Nowhere is the tension between North and South Korea more palpable than in the no man’s land known as the demilitarized zone, or DMZ. As the only divided nation on earth, only 2.5 miles (4 kilometers) separate the North from the South in what is the most heavily armed border on earth. The 150-mile (241-kilometer) long zone has served as a buffer since the 1953 cease fire that put the Korean War on hold.
The area is quite safe for tourists and is probably the most fascinating day trip you could possibly take from Seoul. While touring the DMZ, you’ll get the chance to visit the Joint Security Area, also known as Panmunjeom. When the North and South met for peace talks during the Korean War, they met in Panmunjeom, and it is here that you can really feel the tension as North Korean soldiers gaze down at passing tourists from their side while South Korean soldiers stare back.

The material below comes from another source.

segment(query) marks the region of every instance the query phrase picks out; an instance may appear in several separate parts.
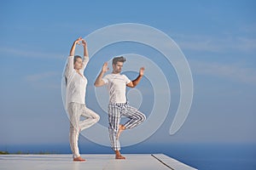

Like in many Southeast Asia destinations, some of Kuala Lumpur’s best shopping happens at night at the city’s many pasar malam, or night markets. One of the best is the Masjid India Night Market. While most of these markets are similar in their offerings, this one happens to be one of the largest and most popular, making it a good option for people-watching, bargain-hunting or enjoying an inexpensive dinner of popular Malaysian and international street foods.
The Masjid India Night Market takes place each Saturday, and while stalls begin to open at about 5 or 6 p.m., things don’t really start to pick up until a few hours later. You’ll find a little bit of everything on offer, but most come for the inexpensive clothing and accessories, and for the excellent variety of street foods.